Walking between the worlds I have watched the primal patterns that belong to this changing landscape, the forces constellating like storms building far out to sea. I know that despite our patterns of control, our belief in science and technology, we cannot stop these changes because they belong to the energy of life itself which is now flowing in new riverbeds, new emerging patterns. The sadness I feel is from witnessing our resistance to these changes, just as our denial of climate change and the lack of limits to “growth” over the last decades has fractured the fragile web of life, made the Earth cry.
In my recent writings I have suggested that there is a way to work with these changes, to step onto a path that leads out of our present wasteland to a living future. I recognize that few will follow this pathway, because it is too simple and thus easily overlooked. It is not found on social media, TikTok or Twitter. It is not a solution to a problem because the living Earth is not a problem to be solved, but rather it suggests a way to reconnect with what is already around us. It is a way to trust the organic nature of life, one that is woven into our dreams as well as our senses. It is a fundamental belief that life can recreate itself following ancient patterns that also belong to our future—and a simple recognition that we are all a part of one living ecosystem that has its own intelligence, to which we belong. We are neither superior nor separate from the world around us, despite our past patterns of belief, and we can no longer afford to impose ourselves on the living system we call the Earth. We have to learn once again how to listen to the rivers and the wind, to hear the grass growing. And we have to open the door to the visionary worlds that guided our ancestors, and from which we have painfully excluded ourselves. We have to learn once again to walk in both worlds—the land under our feet and the places where the horses sing, where the songlines are, where the sacred speaks to us as it spoke to our elders.

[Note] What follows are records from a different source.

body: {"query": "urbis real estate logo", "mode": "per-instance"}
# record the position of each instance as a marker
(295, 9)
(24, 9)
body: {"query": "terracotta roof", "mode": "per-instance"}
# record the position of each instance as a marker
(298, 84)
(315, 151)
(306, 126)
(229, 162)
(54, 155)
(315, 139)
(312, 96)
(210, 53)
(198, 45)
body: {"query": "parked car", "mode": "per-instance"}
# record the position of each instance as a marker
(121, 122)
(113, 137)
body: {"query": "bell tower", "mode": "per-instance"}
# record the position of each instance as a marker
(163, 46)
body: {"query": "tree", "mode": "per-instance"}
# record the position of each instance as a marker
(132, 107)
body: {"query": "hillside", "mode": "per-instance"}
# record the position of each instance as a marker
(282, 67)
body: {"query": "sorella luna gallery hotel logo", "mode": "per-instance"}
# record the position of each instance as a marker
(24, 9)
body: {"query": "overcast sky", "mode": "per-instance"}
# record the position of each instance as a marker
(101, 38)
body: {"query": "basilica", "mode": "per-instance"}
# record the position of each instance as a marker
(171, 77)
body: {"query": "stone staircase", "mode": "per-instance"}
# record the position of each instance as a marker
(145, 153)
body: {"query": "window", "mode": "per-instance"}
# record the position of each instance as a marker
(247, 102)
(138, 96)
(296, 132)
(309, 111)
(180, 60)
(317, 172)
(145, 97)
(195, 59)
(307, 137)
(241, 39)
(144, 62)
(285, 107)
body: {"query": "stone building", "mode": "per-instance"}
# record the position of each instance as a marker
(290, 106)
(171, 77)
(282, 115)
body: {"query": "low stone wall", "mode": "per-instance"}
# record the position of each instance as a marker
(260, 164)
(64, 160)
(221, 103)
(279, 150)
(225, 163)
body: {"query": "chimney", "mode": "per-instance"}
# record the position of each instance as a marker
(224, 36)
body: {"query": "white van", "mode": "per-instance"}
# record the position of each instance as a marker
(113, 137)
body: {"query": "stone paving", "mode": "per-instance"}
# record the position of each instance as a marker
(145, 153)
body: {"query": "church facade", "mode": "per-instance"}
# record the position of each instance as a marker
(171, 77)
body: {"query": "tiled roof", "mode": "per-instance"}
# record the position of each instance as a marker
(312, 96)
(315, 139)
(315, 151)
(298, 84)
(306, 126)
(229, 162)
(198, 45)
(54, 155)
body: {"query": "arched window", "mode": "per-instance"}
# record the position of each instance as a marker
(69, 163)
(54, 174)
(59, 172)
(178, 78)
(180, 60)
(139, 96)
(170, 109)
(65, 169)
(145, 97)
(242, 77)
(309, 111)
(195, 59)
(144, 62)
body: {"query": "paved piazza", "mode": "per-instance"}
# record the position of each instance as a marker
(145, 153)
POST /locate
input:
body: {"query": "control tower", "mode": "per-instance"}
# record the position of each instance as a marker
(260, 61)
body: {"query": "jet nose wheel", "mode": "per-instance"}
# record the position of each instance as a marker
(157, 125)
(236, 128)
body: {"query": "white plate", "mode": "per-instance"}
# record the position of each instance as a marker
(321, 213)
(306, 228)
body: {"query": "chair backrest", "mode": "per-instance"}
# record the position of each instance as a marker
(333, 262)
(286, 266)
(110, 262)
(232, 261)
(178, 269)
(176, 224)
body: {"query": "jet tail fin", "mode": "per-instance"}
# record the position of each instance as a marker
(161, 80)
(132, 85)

Yes, we will have to walk through the shadowlands of our greed, of the darkness created by our endless desires that care nothing for the well-being of each other or for the Earth. We will have to pay the price for our forgetfulness of the sacred nature of creation. It cannot be otherwise. But how long we will have to wait in the Winter of our world depends upon how we respond to these changes already happening. Spring will come, one day Spring will come and the colors appear again, numinous, vibrant. But we cannot escape the ruins of a civilization that has tried to enslave the world with its image of progress, this machine to which we pay homage.
In the early days of Spring the daffodils I planted in Autumn were the first to flower, bright yellow across the garden. This simple celebration of color touched my soul, calling to me, balancing the dark dreams I have described. A few flowers opening to the sun, sometimes battered by the spring rains, answered what was unspoken—speaking a simple truth of life’s beauty and regeneration. I will not live to see this greater Spring, nor will my grandchildren’s grandchildren. But I can learn to walk through these darkening days with lighter steps, knowing that we are all a part of a mystery vaster than the mind can ever grasp. Then every step is sacred, even if this present time of Winter shows few signs of turning towards Spring.